Technically, Im not Patches. Im her younger son, but I was hoping you would help me out.
Most everybody here probably has some experience with how much better wood burning stoves heat as compared to normal central-heating units with ductwork etc. The metal stove absorbs the fire's heat and radiates it as shortwave radiation, alot like sunshine- rather than heating air, which is then expected to heat you. (If youre writing a book, dont quote any of that- its just the way I understand it). What Id like to know, is if you had a propane system run inside a metal heating stove, with an open flame burning inside, would the effect be similar to burning wood? I dont know why it wouldn't be, but the real question is whether or nor this would be at all cost-effective. Could any body help me out or share an experience?


----------



## Michael Kawalek

Hello Son of Batches
I don't think it's worth the trouble of converting a stove to propane just for the heat. It would probubly work better with a regular propane heater that is just warming the air. The thing that's so wonderful about a woodstove is the massive amount of heat that it can produce quickly, but you have to put up with the widely fluctuating temperatures as the wood burns down. Wood can be so much cheaper than propane that you'd spend a lot of money on gas to get the same effect. In the long run I'd think you'd spend less money with a conventional propane heater that was set on a relatively low setting.


----------



## farminghandyman

I would say yes, but the efficiency would probably suffer in practice, they at one time made conversions for coal stoves (usually the larger units in basements that had the large round pipes that would radiate out from the center of the top of the unit), and they make conversions for other early boilers an such, but the efficiency was very low (many times less than 30%), I guess it was OK when propane and NG was very cheap in cost.
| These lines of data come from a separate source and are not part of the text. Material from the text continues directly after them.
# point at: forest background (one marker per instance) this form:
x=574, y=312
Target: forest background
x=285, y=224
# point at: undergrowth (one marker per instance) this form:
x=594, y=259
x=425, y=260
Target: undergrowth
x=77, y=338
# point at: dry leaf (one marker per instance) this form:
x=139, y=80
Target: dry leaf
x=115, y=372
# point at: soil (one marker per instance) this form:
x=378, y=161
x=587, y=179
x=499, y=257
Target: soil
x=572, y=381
I bought a few of the unvented LP wall heaters for the barn, and had a blue flame unit and an infrared, unit, basically the flame heated a ceramic plate, I took the blue flame out and replaced it with a second infrared unit, and the diffrence was basily the diffrnce of the flame heating the ceramic plate or not, I felt the infrared was more effecent than the blue flame units, nore comrfortable any way,


----------



## Windy in Kansas

I tend to agree that efficiency would suffer. Gaseous fuels generally have a lot smaller flue than a wood burning unit. Using gas in a wood burner would lose too much heated air as a result of the over sized vent.
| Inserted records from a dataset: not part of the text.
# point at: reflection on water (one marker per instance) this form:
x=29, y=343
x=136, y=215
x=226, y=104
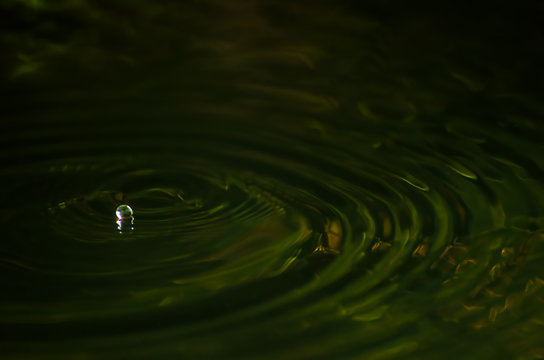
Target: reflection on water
x=310, y=180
At least you are thinking and that is what gives new inventions and improvements to us in general. Good job, keep it up.


----------



## Harry Chickpea

"Technically, Im not Patches. Im her younger son, but I was hoping you would help me out."

(smart-aleck answer ahead) I don't think any of us can turn you into your mother. 

Seriously, of course the idea would work. There are any number of fireplaces that are designed for the use of either gas or wood, and there are multi-fuel furnaces.

Efficiency - propane burns incredibly cleanly if the flame is properly set, or ceramic or some other material is used to convert any "off" products of combustion into water and carbon dioxide. Radiant propane heaters are not vented at all, so the burn is effectively 100% efficient. Any time you introduce a flue or heat exchanger, some of that heat is lost to the outside.


----------



## Patches

Hey, thanks everybody. I should have explained the situation though. The stove is going in a boat, a thirty-foot cabin cruiser, so hauling wood cant be done. The boat is going on Grand Lake next summer and will be my new residence. The stove needs to heat roughly 250 square feet, all one room. Im building it (growing up in the family metal-fab shop ruined me. Off the shelf is never good enough) and building to be efficient. Between body heat and passive solar radiation let in via double-glaze, the propane stove will do pitifully little even in December. However, I hate the cold. Since the cook stove is gonna be propane anyway, Ill heat with propane too. I dont mean an open flame as in gas/fumes floating through the house, but a propane flame burning inside the stove, heating the stove, which then radiates the heat. Thanks for any experience.


----------



## Harry Chickpea

Please reconsider. Propane on a boat is not a happy combination. Propane will sink to the lowest parts of the boat if there is any leak. Once there, and a spark is formed, "kaboom!" Alcohol stoves were commonly used onboard when I was growing up. Second choice was a kerosene stove or in distant third, a white gas stove. No boater I ever saw used propane, and for good reason.


----------



## Ross

Sungel makes RV and boat fireplaces (not a great heat source but they do make heat) burning gelled alcohol. Very reasonable prices and no venting needed.


----------